La stratégie de défense, entre slogan et réalité

De quoi s’agit-il dans la stratégie de défense pour le Liban, brandie en toute occasion en tant que justification, vérité absolue dans la manipulation démagogique ? Il s’agit de déterminer l’abécédaire du problème.

1. Moral de l’armée. Il est absolument interdit à tout patriote de mettre en doute le moral de l’armée nationale, de le proclamer et le diffuser en tant que propagande, même si l’armée est au-dessous des défis ! Le proclamer, c’est dire aux fauteurs de troubles internes et à l’ennemi extérieur : notre armée nationale est incapable ! Cette accoutumance à la libanaise ne construit ni État, ni souveraineté, ni patrie. Elle démoralise l’armée la plus puissante au monde ! La publication en cours de l’histoire de l’armée libanaise, et toutes les données historiques, confirment le défaut de fondement de l’allégation politicienne. On devrait à l’avenir poursuivre en justice en vertu du code pénal toute atteinte au moral de l’armée.

2. Les violations israéliennes. Rapporter à tout bout de champ les survols aériens de l’ennemi pour couvrir tout ce qui en a découlé avec la présence armée palestinienne, occulter les exigences de l’accord d’armistice de 1948, l’importance des résolutions internationales sur le Liban, surtout avec Ghassan Tuéni, puis l’action diplomatique admirable de Hervé de Charette, la résistance nationale contre l’occupation de la capitale et du Liban-Sud… ce n’est plus du patriotisme, mais de la surenchère. Des collaborateurs, cela existe partout dans le monde. Heureusement que la surenchère au Parlement contre le président Bachir Gemayel avait débouché sur la démission du député ! « Il en est qui ne considèrent pas Israël comme ennemi », disait quelqu’un au cours d’une rencontre dite de dialogue. La surenchère allait être ouverte, si on ne lui avait pas immédiatement répliqué : « C’est une insulte pour tout Libanais. Ça suffit ! » Tous les Libanais sont martyrs et victimes de l’arène régionale d’affrontement.

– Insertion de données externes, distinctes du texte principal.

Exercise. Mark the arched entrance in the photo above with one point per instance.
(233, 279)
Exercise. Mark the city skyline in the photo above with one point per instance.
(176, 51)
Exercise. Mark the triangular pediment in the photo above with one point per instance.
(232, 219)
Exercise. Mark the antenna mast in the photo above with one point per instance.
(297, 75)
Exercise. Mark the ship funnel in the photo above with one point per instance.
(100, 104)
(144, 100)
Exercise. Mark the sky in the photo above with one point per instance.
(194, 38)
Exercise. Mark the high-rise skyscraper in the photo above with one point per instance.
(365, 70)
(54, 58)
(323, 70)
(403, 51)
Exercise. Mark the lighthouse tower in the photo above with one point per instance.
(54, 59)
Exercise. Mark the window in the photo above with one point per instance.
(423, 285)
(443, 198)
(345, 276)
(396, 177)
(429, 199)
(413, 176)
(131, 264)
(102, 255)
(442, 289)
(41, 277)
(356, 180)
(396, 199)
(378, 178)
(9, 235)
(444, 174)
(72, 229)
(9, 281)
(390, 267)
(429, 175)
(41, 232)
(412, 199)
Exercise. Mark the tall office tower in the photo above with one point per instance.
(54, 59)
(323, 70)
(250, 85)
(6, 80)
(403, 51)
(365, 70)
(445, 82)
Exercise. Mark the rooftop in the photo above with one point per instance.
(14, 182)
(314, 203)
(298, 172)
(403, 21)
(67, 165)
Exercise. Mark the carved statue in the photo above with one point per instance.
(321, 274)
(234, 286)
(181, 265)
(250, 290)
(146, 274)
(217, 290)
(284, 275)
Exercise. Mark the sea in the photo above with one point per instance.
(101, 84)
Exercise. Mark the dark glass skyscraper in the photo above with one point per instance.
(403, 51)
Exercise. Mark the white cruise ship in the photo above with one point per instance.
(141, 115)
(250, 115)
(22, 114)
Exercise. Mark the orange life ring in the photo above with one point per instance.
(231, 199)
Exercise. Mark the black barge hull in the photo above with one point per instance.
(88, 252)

3. Qu’est-ce que la résistance ? Aucun terme n’est aussi pollué au mépris des martyrs, des résistants authentiques et de tous les Libanais qui vivent dans leur chair les malheurs de la souveraineté bafouée. La définition de la diplomatie libanaise officielle de la résistance (muqâwama) est fort explicite au cours de la rencontre du ministre des Affaires étrangères, M. Farès Boueiz, avec le commandant de la Finul au Liban-Sud, le 3 août 1991, à la suite du redéploiement de l’armée au Liban-Sud : « La résistance (muqâwama) signifie d’abord tout le peuple… Elle est aussi la capacité de l’État à répondre aux besoins des citoyens, sociaux, sanitaires, économiques, éducatifs… et tout ce qui bloque la capacité de l’État à accomplir ce devoir national bloque aussi la capacité du peuple à la résistance et à l’attachement à sa terre. Nous avons dit aussi : la résistance dans son sens général a un caractère politique, et donc pas d’opération militaire légitime si elle ne verse pas dans un cadre politique, et pas de justification à une opération militaire sans objectif politique (…). De là toute opération qui ne cadre pas avec la visée politique de l’État qui est le représentant légitime du peuple (…) ne sert pas la cause. De là aussi toute action et toute manœuvre militaire doit s’harmoniser et se conformer avec – et participer – un état national général de résistance (muqâwama wataniyya ‘âma) concrétisé dans les domaines politiques, économiques, sociaux et éducatifs. Il n’y a donc pas résistance circonscrite à un seul élément exclusif. Nous sommes attachés davantage par rapport à tout autre temps au droit du Liban à la résistance contre l’occupation israélienne. Cependant ce droit n’est le monopole de personne. Ce droit relève de l’État représentant officiel du peuple libanais et de la patrie libanaise, seul responsable des conséquences générales et de la situation générale pour affronter l’occupation » (cité par Zafer el-Hassan, al-Diplomâssiya al-Lubnâniyya : mu’ayasha shakhsiyya (La diplomatie libanaise : expérience vécue), Beyrouth, Dar an-Nahar, 10 vol., 2011). L’affirmation « armée, peuple et résistance » a été brandie pour couvrir des décisions unilatérales, contrairement à la définition même de résistance et à la souveraineté de l’État.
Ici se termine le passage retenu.